The case of Mara Rybak v Matthew Hannigan T/a Hannigan Facility Services Building PW 243/2012, TE 126/2012, TU 28/2012 was delivered by the Employment Appeals Tribunal in November 2013 and published in February 2014.
The cases came before the Tribunal with the employee appealing the two decisions and one recommendation of a Rights Commissioner R-119476-PW-12/JT, R-119167-TE-12/JT and R-119480-TU-12-JT under the Payment of Wages Act 1991, the Terms of Employment Act 1994 (as amended) and the European Communities (Protection of Employees on Transfer of Undertaking) Regulations 2003. The employer also appealed a later recommendation of a Rights Commissioner R-122612-UD-12/JT under the Unfair Dismissal Acts 1977 to 2007.
Claim for Constructive Dismissal
The claimant in this case worked as a cleaner at a medical campus in Naas from July 2009 and following a transfer of undertaking which occurred on 1 December 2011 the cleaning function transferred to the respondent as transferee. On 1st November 2011 the respondent’s operations manager wrote to the claimant to advise her about the transfer and advised her that her terms and conditions of employment would remain the same. The claimant was furnished with a new contract of employment which she refused to sign. The claimant’s position was that the conduct of the employer was so unreasonable as to amount to bullying and harassment justifying her decision to resign from employment The claimant stated that on 11th January 2012 the claimant received a call from her employer stating that if she did not sign the contract there would be no job for her. The respondent’s position was that he endeavoured to speak to the employee about these matters but it was impossible to get the employee to engage on these matters. The respondent provided that it was not possible to engage with the employee in any meaningful way to discuss her complaints. On 6th April 2013 the employee wrote to the respondent stating that she was giving four weeks notice of her intention to resign citing that she could no longer put up with the endless bullying and harassment and attempts to worsen her terms and conditions of employment.

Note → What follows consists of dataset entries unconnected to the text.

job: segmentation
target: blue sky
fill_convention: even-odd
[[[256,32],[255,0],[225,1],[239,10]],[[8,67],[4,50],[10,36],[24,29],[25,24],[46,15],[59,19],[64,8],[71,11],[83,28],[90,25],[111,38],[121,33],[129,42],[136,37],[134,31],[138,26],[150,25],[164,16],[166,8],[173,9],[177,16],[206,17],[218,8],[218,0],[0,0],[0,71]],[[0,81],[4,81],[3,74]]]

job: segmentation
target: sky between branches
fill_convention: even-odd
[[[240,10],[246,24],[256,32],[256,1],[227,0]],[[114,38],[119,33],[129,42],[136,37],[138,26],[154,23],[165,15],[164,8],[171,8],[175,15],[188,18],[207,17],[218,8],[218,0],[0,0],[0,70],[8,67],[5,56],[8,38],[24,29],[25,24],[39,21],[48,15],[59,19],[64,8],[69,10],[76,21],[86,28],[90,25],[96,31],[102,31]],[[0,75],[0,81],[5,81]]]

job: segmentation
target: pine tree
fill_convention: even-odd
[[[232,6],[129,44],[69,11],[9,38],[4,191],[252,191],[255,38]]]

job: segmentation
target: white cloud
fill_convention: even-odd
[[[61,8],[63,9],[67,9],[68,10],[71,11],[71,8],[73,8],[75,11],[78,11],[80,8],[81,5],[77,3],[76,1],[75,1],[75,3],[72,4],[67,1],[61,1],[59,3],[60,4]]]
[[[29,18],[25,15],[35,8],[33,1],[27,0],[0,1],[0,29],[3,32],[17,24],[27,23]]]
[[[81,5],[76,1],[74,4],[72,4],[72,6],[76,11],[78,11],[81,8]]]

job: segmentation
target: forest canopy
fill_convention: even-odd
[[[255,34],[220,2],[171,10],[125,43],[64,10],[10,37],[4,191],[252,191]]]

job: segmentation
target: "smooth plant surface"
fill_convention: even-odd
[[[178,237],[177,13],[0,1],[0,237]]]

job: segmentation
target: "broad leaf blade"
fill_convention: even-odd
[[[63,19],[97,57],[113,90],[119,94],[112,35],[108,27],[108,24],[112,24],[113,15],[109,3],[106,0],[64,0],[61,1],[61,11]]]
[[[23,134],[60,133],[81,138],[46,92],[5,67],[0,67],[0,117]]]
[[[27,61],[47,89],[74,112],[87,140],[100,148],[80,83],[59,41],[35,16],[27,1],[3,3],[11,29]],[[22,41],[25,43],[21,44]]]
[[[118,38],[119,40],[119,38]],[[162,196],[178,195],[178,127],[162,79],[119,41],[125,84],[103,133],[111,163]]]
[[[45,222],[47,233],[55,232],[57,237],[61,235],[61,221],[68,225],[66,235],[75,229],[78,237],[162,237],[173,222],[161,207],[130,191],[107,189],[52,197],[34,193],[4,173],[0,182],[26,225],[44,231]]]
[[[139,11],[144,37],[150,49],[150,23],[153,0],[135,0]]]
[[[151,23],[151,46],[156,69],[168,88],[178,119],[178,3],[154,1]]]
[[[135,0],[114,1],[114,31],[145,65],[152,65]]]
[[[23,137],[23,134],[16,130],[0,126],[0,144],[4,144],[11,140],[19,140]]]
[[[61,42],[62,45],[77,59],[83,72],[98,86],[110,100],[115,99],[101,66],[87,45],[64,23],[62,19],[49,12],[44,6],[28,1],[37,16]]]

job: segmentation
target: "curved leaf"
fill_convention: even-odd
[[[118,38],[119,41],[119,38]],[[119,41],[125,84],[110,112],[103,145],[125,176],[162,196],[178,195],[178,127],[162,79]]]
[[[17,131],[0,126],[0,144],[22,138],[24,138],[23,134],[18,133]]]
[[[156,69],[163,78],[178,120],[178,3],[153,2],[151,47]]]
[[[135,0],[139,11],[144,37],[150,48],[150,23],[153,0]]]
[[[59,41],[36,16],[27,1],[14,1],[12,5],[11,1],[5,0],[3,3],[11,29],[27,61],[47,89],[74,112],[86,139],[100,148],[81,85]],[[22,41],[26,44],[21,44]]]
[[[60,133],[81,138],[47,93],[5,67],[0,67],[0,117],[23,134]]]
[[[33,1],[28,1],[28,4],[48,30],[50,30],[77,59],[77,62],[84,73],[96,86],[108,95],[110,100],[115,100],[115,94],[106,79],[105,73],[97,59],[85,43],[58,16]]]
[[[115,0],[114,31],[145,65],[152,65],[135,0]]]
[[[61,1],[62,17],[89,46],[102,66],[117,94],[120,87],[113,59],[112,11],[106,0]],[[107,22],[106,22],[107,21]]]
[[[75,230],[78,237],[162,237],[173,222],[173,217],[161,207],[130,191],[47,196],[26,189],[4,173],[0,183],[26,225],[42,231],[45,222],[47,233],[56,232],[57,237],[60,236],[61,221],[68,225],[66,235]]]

The Employment Appeals Tribunal in this case accepted the evidence of the respondent that the claimant was unapproachable. The Tribunal noted “For any dispute to be resolved there needs to be dialogue and the Tribunal is satisfied that the employee was not prepared to engage in any meaningful way with the employer“. The Tribunal did however acknowledge that when the respondent found that his attempt at a formal approach was not working, he should have sought to invoke more formal means to resolve the complaint.
The Tribunal observed again that in order for a claim of constructive dismissal to succeed there needs to be either a fundamental breach of a term of the contract going to the root of the contract or conduct on the part of the employer so unreasonable as to justify the claim of constructive dismissal. It noted “This requirement does not sit well with the employee in this case who felt able to give four week’s notice of her intention to resign“.
The Tribunal concluded that the claimant had failed to discharge the onus of proof required in order to meet a claim for constructive dismissal and the claim under the Unfair Dismissal Acts 1977 (as amended) failed.